Some are flab­ber­gasted to dis­cover Brown isn’t an ac­tor play­ing a role on Bondi Vet but is ac­tu­ally a qual­i­fied vet­eri­nar­ian.

Many are con­fused to dis­cover there isn’t a cam­era crew fol­low­ing Brown’s ev­ery wak­ing move. Oth­ers sim­ply can’t be­lieve Brown is on duty given his busy TV sched­ule.

The last one is the eas­i­est to be­lieve. These days Brown has to bal­ance his vet job with co-host­ing I’m a Celebrity … Get Me Out of Here! and his travel seg­ments on The Liv­ing Room.

“I en­joy the va­ri­ety of ev­ery­thing I do at the mo­ment but the heart of it is my work as a vet,” Brown says.

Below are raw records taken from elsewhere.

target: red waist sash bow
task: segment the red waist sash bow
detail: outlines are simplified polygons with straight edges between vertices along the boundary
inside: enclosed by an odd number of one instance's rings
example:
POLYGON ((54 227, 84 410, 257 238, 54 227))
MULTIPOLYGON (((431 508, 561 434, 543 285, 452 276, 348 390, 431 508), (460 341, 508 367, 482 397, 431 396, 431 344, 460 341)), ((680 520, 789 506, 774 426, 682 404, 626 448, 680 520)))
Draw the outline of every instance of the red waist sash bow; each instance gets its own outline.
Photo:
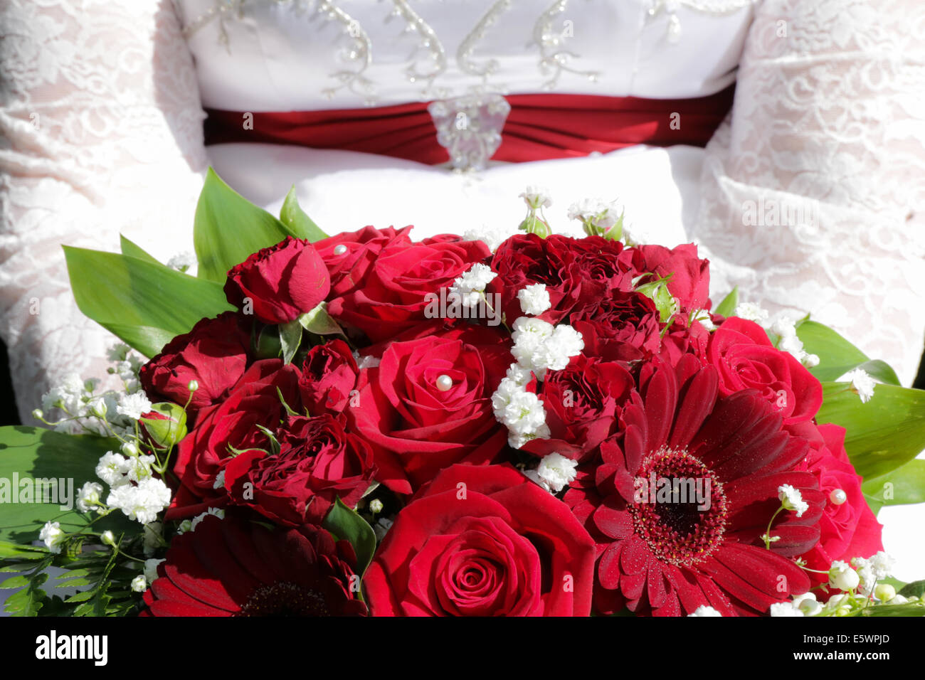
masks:
MULTIPOLYGON (((607 153, 635 144, 706 146, 733 103, 734 85, 695 99, 596 94, 512 94, 493 160, 522 162, 607 153), (677 116, 674 116, 677 114, 677 116)), ((345 149, 436 165, 450 159, 426 102, 325 111, 206 109, 205 143, 263 142, 345 149), (250 127, 250 126, 249 126, 250 127)))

“That’s why mak­ing Bondi Vet is such a plea­sure for me still. It is the favourite thing I do be­cause it’s me and it is what I’ve spent so much time study­ing to be.”

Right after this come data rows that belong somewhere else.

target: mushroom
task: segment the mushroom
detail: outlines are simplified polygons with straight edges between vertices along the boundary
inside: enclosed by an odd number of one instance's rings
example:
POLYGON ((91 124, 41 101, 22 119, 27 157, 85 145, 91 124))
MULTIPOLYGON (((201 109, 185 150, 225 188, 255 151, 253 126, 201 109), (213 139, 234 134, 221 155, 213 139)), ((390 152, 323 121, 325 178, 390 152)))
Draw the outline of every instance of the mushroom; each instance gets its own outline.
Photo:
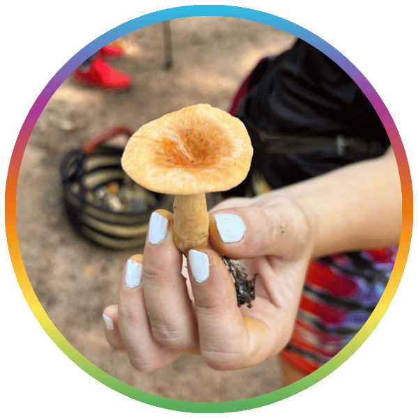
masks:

Brown shares some of his thoughts and tips learnt over his time on the job

1 Peo­ple of­ten un­der­es­ti­mate the re­spon­si­bil­ity of hav­ing a pet

“You have got to see a pet as a fully fledged fam­ily mem­ber. They’ve got wants and needs. The core of it is that they want to spend time with you. They want to have in­ter­ac­tion. Their day is made when they see you and so­cialise with you. You can get them the fan­ci­est food and the best treats in the world and the best toys but in the end it is you that counts. Time is what they want from you and you have to pri­ori­tise that.”

2 The best pet for a child is a cat

“A pet can be such a pos­i­tive in­flu­ence on a kid’s life. A great choice, I al­ways think, is a cat. There are so many kit­tens out there that need homes. They are sur­pris­ingly low main­te­nance. They’re as low main­te­nance as a guinea pig and prob­a­bly less work than some small dogs or birds. They are very happy in their own com­pany but when you’re home they’re happy in your com­pany as well.”

3 Looks aren’t ev­ery­thing

“Choos­ing a pet is a lot like choos­ing your per­fect hu­man part­ner. You can some­times be sold on looks and for­get about per­son­al­ity. A lot of dogs that are the buzz pets to have be­cause they look cute and are go­ing to look great on In­sta­gram may not be the most per­fect choice. I’m talk­ing breeds like huskies or Alaskan mala­mutes. They look amaz­ing but life isn’t about In­sta­gram. It’s about keep­ing your pet healthy and happy. Usu­ally dogs that have unique looks have unique needs.”

4 Pets pick up on your per­son­al­ity

“A lot of highly strung peo­ple have highly strung pets. Our pets don’t speak our lan­guage so all they have is our body lan­guage and man­ner­isms to go on. If you’re giv­ing off a very anx­ious tone they pick up on that and make it their own. ”

5 Your pet says a lot about you

“I have a the­ory that your choice of pet tells the trained eye a lot about you. It’s not just cats and dogs. Peo­ple that have out­go­ing dogs are gen­er­ally out­go­ing peo­ple as well. I can’t imag­ine that an in­tro­verted per­son would love a boxer leap­ing all over them. You gen­er­ally find that peo­ple choose pets that match their own per­son­al­ity and how they want to be seen. For ex­am­ple, lots of per­sonal train­ers and body con­scious peo­ple own stafford­shire bull ter­ri­ers that are quite mus­cu­lar.”